Here we turn, for a moment, to neuroscience.
Multivariate Cross-Classification (MVCC) is a clever neuroscience methodology used for figuring out whether different neural representations of the same thing have something in common. For example, we may be interested in whether the visual and tactile representation of a banana have something in common.
We can test this by having several test subjects look at pictures of objects such as apples and bananas while sitting in a brain scanner. We then feed the scans of their brains into a machine learning classifier and teach it to distinguish between the neural activity of looking at an apple, versus the neural activity of looking at a banana. Next we have our test subjects (still sitting in the brain scanners) touch some bananas and apples, and ask our machine learning classifier to guess whether the resulting neural activity is the result of touching a banana or an apple.
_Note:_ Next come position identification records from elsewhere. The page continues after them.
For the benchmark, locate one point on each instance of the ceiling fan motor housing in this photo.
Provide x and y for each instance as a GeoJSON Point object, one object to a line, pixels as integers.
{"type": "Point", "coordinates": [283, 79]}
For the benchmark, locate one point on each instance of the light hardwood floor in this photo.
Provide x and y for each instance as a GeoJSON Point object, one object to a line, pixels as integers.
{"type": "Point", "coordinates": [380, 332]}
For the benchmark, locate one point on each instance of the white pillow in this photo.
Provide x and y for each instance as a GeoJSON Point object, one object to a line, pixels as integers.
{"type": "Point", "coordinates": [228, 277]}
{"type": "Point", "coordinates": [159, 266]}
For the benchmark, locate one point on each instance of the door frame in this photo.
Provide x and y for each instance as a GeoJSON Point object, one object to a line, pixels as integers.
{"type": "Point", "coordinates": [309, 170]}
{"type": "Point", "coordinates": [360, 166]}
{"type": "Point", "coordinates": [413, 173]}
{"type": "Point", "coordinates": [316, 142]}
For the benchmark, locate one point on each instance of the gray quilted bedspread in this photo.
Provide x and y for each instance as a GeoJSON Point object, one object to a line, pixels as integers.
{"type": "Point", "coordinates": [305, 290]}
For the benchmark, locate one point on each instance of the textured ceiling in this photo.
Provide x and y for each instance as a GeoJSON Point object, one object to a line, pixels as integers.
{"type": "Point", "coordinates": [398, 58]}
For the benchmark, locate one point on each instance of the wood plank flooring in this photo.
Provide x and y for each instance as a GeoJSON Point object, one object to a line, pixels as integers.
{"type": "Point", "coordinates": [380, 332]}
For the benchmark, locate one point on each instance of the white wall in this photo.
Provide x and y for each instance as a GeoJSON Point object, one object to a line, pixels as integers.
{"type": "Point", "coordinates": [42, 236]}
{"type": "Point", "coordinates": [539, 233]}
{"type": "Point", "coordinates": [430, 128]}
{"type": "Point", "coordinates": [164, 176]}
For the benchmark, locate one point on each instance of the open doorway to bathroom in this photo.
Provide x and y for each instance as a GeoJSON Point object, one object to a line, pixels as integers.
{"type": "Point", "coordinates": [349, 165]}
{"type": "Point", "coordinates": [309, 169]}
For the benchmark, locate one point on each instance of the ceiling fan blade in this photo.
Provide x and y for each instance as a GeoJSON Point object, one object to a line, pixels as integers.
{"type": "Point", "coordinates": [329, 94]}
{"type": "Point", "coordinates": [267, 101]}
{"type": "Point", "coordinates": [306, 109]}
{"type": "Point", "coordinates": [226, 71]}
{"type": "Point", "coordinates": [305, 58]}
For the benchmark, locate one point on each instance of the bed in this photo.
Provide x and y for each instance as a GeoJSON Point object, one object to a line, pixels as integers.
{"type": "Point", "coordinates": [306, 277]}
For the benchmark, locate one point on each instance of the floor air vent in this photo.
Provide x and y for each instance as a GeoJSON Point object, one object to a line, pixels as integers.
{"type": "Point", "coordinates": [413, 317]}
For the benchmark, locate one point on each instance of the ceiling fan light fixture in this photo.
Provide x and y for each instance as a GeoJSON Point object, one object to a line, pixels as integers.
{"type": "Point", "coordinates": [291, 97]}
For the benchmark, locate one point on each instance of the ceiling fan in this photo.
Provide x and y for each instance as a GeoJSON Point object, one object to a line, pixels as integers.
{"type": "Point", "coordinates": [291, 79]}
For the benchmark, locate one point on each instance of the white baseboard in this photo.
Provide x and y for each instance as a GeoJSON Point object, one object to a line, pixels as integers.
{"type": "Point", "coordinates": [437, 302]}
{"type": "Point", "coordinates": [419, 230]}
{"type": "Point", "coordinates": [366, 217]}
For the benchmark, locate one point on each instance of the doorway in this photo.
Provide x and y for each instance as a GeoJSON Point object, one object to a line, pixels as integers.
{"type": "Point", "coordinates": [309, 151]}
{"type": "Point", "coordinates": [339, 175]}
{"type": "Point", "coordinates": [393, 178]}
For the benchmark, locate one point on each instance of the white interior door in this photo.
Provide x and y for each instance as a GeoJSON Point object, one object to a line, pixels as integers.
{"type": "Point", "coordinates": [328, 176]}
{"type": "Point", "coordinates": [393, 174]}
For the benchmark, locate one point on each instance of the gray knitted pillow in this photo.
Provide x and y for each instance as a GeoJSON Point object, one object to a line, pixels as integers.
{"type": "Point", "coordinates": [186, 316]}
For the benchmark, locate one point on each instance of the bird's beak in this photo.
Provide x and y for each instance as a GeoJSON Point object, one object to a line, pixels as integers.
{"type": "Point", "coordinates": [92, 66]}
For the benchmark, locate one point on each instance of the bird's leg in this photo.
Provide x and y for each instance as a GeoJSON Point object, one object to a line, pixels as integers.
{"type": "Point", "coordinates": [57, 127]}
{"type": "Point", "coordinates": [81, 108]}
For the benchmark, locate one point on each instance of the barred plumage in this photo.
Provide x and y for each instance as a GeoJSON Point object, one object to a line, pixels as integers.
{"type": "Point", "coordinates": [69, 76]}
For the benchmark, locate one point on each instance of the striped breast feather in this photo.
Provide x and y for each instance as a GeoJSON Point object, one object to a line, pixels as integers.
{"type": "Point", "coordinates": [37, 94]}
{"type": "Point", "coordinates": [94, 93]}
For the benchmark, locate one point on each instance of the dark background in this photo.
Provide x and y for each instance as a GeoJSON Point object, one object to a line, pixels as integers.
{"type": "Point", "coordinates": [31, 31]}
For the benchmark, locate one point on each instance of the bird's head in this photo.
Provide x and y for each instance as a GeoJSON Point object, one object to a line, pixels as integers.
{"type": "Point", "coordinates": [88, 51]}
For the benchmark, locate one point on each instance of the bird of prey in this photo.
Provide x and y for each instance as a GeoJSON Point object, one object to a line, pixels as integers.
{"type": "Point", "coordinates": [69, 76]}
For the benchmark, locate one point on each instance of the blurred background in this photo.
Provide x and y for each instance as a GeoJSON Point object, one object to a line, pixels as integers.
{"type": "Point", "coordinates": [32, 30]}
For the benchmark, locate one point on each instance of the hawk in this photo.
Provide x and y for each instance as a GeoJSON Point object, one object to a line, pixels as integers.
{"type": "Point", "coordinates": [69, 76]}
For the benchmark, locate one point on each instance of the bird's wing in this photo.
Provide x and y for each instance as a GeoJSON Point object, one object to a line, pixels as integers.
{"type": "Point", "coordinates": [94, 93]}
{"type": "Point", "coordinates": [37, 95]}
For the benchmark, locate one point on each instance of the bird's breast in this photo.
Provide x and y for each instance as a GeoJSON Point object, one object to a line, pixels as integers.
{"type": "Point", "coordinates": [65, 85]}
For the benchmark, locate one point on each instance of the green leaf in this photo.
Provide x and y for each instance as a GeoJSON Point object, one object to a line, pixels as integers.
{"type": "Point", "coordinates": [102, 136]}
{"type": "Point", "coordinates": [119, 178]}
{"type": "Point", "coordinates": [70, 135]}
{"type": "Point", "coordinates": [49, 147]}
If the classifier - which has not been trained on the "touch" representations, only on the "sight" representations - manages to achieve a better-than-chance performance on this latter task, then we can conclude that the neural representation for e.g. "the sight of a banana" has something in common with the neural representation for "the touch of a banana".
A particularly fascinating experiment of this type is that of Shinkareva et al. (2011), who showed their test subjects both the written words for different tools and dwellings, and, separately, line-drawing images of the same tools and dwellings. A machine-learning classifier was both trained on image-evoked activity and made to predict word-evoked activity and vice versa, and achieved a high accuracy on category classification for both tasks. Even more interestingly, the representations seemed to be similar between subjects. Training the classifier on the word representations of all but one participant, and then having it classify the image representation of the left-out participant, also achieved a reliable (p<0.05) category classification for 8 out of 12 participants. This suggests a relatively similar concept space between humans of a similar background.
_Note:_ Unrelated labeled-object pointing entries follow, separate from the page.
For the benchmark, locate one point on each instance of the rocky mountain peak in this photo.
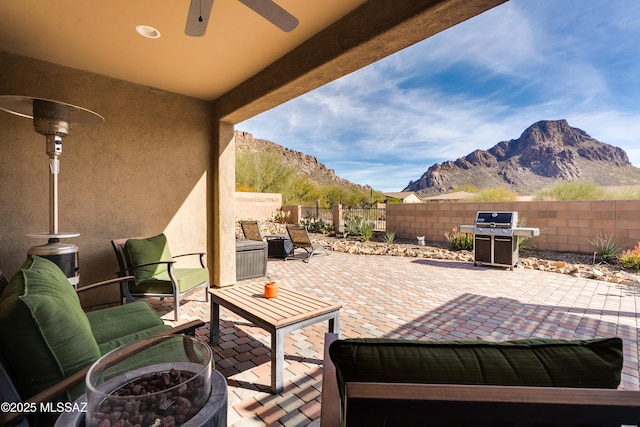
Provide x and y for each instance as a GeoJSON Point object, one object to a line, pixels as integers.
{"type": "Point", "coordinates": [547, 151]}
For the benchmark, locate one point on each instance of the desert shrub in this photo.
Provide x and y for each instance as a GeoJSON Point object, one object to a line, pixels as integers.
{"type": "Point", "coordinates": [572, 191]}
{"type": "Point", "coordinates": [606, 248]}
{"type": "Point", "coordinates": [524, 241]}
{"type": "Point", "coordinates": [358, 227]}
{"type": "Point", "coordinates": [317, 225]}
{"type": "Point", "coordinates": [280, 216]}
{"type": "Point", "coordinates": [366, 230]}
{"type": "Point", "coordinates": [498, 194]}
{"type": "Point", "coordinates": [631, 258]}
{"type": "Point", "coordinates": [389, 238]}
{"type": "Point", "coordinates": [459, 241]}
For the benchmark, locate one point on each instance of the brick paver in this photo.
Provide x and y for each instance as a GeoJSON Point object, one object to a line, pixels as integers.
{"type": "Point", "coordinates": [410, 298]}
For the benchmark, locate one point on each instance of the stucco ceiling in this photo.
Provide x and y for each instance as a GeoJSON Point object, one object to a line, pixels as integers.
{"type": "Point", "coordinates": [100, 36]}
{"type": "Point", "coordinates": [243, 63]}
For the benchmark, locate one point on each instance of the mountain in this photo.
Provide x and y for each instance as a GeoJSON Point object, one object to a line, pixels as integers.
{"type": "Point", "coordinates": [302, 163]}
{"type": "Point", "coordinates": [546, 152]}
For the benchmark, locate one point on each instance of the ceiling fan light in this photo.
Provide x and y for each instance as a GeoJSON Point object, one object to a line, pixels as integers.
{"type": "Point", "coordinates": [148, 31]}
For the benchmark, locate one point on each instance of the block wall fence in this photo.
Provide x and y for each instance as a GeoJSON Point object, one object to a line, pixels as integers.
{"type": "Point", "coordinates": [257, 206]}
{"type": "Point", "coordinates": [564, 226]}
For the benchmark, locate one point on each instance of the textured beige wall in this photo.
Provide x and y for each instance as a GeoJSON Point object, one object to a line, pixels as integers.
{"type": "Point", "coordinates": [564, 226]}
{"type": "Point", "coordinates": [141, 172]}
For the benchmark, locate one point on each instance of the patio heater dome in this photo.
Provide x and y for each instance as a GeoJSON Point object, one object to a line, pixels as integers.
{"type": "Point", "coordinates": [53, 119]}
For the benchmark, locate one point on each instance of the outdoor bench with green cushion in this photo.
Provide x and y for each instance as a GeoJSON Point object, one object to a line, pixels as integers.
{"type": "Point", "coordinates": [396, 382]}
{"type": "Point", "coordinates": [46, 337]}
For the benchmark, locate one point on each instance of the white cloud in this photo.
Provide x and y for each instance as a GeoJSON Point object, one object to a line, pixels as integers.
{"type": "Point", "coordinates": [470, 87]}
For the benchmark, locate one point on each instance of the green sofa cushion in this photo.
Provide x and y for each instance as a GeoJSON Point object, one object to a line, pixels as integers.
{"type": "Point", "coordinates": [531, 362]}
{"type": "Point", "coordinates": [142, 251]}
{"type": "Point", "coordinates": [107, 346]}
{"type": "Point", "coordinates": [115, 322]}
{"type": "Point", "coordinates": [187, 278]}
{"type": "Point", "coordinates": [44, 333]}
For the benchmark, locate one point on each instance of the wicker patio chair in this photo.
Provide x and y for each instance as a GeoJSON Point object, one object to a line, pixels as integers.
{"type": "Point", "coordinates": [299, 236]}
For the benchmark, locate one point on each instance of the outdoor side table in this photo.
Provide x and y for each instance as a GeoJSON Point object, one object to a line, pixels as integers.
{"type": "Point", "coordinates": [291, 310]}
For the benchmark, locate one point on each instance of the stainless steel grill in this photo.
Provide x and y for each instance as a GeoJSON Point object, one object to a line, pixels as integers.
{"type": "Point", "coordinates": [495, 240]}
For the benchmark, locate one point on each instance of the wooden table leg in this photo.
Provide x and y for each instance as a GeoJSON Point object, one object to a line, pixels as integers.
{"type": "Point", "coordinates": [334, 324]}
{"type": "Point", "coordinates": [277, 361]}
{"type": "Point", "coordinates": [214, 322]}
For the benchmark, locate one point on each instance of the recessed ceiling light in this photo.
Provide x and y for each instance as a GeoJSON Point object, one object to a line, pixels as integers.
{"type": "Point", "coordinates": [148, 31]}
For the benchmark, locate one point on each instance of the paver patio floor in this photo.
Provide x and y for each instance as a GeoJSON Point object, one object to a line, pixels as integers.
{"type": "Point", "coordinates": [413, 298]}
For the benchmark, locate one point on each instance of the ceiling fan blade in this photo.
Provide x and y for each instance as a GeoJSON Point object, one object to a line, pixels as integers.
{"type": "Point", "coordinates": [198, 17]}
{"type": "Point", "coordinates": [273, 13]}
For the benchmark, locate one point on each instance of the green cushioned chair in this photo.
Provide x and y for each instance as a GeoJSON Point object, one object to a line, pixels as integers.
{"type": "Point", "coordinates": [396, 382]}
{"type": "Point", "coordinates": [47, 341]}
{"type": "Point", "coordinates": [150, 261]}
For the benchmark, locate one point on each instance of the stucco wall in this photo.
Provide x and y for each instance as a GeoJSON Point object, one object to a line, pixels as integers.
{"type": "Point", "coordinates": [564, 226]}
{"type": "Point", "coordinates": [258, 206]}
{"type": "Point", "coordinates": [141, 172]}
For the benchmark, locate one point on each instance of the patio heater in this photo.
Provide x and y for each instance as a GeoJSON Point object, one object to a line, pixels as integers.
{"type": "Point", "coordinates": [53, 119]}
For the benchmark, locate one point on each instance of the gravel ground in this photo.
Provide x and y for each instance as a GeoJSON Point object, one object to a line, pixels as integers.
{"type": "Point", "coordinates": [579, 265]}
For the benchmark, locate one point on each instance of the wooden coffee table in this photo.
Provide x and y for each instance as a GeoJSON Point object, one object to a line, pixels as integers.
{"type": "Point", "coordinates": [291, 310]}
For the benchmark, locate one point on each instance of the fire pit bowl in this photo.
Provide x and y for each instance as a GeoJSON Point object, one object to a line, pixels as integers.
{"type": "Point", "coordinates": [163, 380]}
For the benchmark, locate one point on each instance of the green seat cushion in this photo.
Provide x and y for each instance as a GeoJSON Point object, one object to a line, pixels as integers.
{"type": "Point", "coordinates": [114, 322]}
{"type": "Point", "coordinates": [44, 333]}
{"type": "Point", "coordinates": [143, 251]}
{"type": "Point", "coordinates": [116, 342]}
{"type": "Point", "coordinates": [531, 362]}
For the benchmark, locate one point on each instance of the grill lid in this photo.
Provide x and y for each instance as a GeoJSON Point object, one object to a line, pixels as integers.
{"type": "Point", "coordinates": [496, 219]}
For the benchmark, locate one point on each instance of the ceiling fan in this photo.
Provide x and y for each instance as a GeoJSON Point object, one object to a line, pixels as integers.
{"type": "Point", "coordinates": [199, 12]}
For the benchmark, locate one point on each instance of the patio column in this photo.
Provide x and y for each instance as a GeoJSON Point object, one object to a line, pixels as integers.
{"type": "Point", "coordinates": [221, 239]}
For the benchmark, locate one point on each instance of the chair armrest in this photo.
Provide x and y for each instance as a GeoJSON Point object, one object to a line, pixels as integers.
{"type": "Point", "coordinates": [104, 283]}
{"type": "Point", "coordinates": [330, 408]}
{"type": "Point", "coordinates": [200, 254]}
{"type": "Point", "coordinates": [77, 377]}
{"type": "Point", "coordinates": [147, 264]}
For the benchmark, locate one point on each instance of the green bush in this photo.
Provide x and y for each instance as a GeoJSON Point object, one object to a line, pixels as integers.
{"type": "Point", "coordinates": [358, 227]}
{"type": "Point", "coordinates": [572, 191]}
{"type": "Point", "coordinates": [317, 225]}
{"type": "Point", "coordinates": [498, 194]}
{"type": "Point", "coordinates": [389, 238]}
{"type": "Point", "coordinates": [631, 258]}
{"type": "Point", "coordinates": [606, 248]}
{"type": "Point", "coordinates": [459, 241]}
{"type": "Point", "coordinates": [366, 230]}
{"type": "Point", "coordinates": [523, 241]}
We can now hypothesize some ways of testing the similarity of the AI's concept space with that of humans. Possibly the most interesting one might be to develop a translation between a human's and an AI's internal representations of concepts. Take a human's neural activation when they're thinking of some concept, and then take the AI's internal activation when it is thinking of the same concept, and plot them in a shared space similar to the English-Mandarin translation. To what extent do the two concept geometries have similar shapes, allowing one to take a human's neural activation of the word "cat" to find the AI's internal representation of the word "cat"? To the extent that this is possible, one could probably establish that the two share highly similar concept systems.
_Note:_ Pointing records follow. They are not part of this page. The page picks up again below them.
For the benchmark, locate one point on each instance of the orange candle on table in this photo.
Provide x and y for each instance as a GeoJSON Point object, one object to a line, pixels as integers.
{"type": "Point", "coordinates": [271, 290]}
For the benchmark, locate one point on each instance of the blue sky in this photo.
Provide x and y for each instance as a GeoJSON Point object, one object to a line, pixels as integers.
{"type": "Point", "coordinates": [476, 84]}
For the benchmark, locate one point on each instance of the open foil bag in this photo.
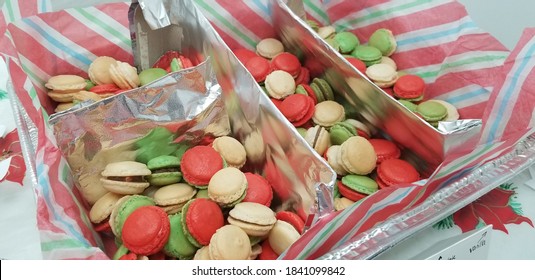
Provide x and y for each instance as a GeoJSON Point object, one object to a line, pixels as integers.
{"type": "Point", "coordinates": [462, 63]}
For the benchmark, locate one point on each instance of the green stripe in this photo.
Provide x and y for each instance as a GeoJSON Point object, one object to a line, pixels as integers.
{"type": "Point", "coordinates": [384, 12]}
{"type": "Point", "coordinates": [61, 244]}
{"type": "Point", "coordinates": [458, 165]}
{"type": "Point", "coordinates": [318, 10]}
{"type": "Point", "coordinates": [108, 28]}
{"type": "Point", "coordinates": [462, 62]}
{"type": "Point", "coordinates": [229, 25]}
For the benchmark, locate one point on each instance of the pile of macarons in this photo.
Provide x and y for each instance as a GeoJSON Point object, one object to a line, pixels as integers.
{"type": "Point", "coordinates": [106, 77]}
{"type": "Point", "coordinates": [195, 203]}
{"type": "Point", "coordinates": [373, 59]}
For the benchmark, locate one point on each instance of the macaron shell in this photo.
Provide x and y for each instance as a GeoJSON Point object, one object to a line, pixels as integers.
{"type": "Point", "coordinates": [202, 218]}
{"type": "Point", "coordinates": [146, 230]}
{"type": "Point", "coordinates": [397, 171]}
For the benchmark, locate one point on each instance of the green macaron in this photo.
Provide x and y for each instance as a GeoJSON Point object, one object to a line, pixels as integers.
{"type": "Point", "coordinates": [360, 183]}
{"type": "Point", "coordinates": [151, 74]}
{"type": "Point", "coordinates": [178, 244]}
{"type": "Point", "coordinates": [367, 54]}
{"type": "Point", "coordinates": [124, 208]}
{"type": "Point", "coordinates": [347, 41]}
{"type": "Point", "coordinates": [432, 111]}
{"type": "Point", "coordinates": [165, 170]}
{"type": "Point", "coordinates": [340, 132]}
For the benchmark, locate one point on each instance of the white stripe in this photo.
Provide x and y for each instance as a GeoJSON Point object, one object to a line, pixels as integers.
{"type": "Point", "coordinates": [58, 36]}
{"type": "Point", "coordinates": [107, 20]}
{"type": "Point", "coordinates": [435, 41]}
{"type": "Point", "coordinates": [383, 7]}
{"type": "Point", "coordinates": [512, 98]}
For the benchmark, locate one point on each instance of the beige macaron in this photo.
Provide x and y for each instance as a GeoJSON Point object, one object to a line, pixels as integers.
{"type": "Point", "coordinates": [102, 208]}
{"type": "Point", "coordinates": [227, 186]}
{"type": "Point", "coordinates": [269, 48]}
{"type": "Point", "coordinates": [383, 75]}
{"type": "Point", "coordinates": [358, 156]}
{"type": "Point", "coordinates": [327, 113]}
{"type": "Point", "coordinates": [229, 243]}
{"type": "Point", "coordinates": [124, 75]}
{"type": "Point", "coordinates": [282, 236]}
{"type": "Point", "coordinates": [231, 150]}
{"type": "Point", "coordinates": [280, 84]}
{"type": "Point", "coordinates": [99, 70]}
{"type": "Point", "coordinates": [173, 197]}
{"type": "Point", "coordinates": [318, 138]}
{"type": "Point", "coordinates": [341, 203]}
{"type": "Point", "coordinates": [125, 177]}
{"type": "Point", "coordinates": [254, 218]}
One could also try to more explicitly optimize for such a similarity. For instance, one could train the AI to make predictions of different concepts, with the additional constraint that its internal representation must be such that a machine-learning classifier trained on a human's neural representations will correctly identify concept-clusters within the AI. This might force internal similarities on the representation beyond the ones that would already be formed from similarities in the data.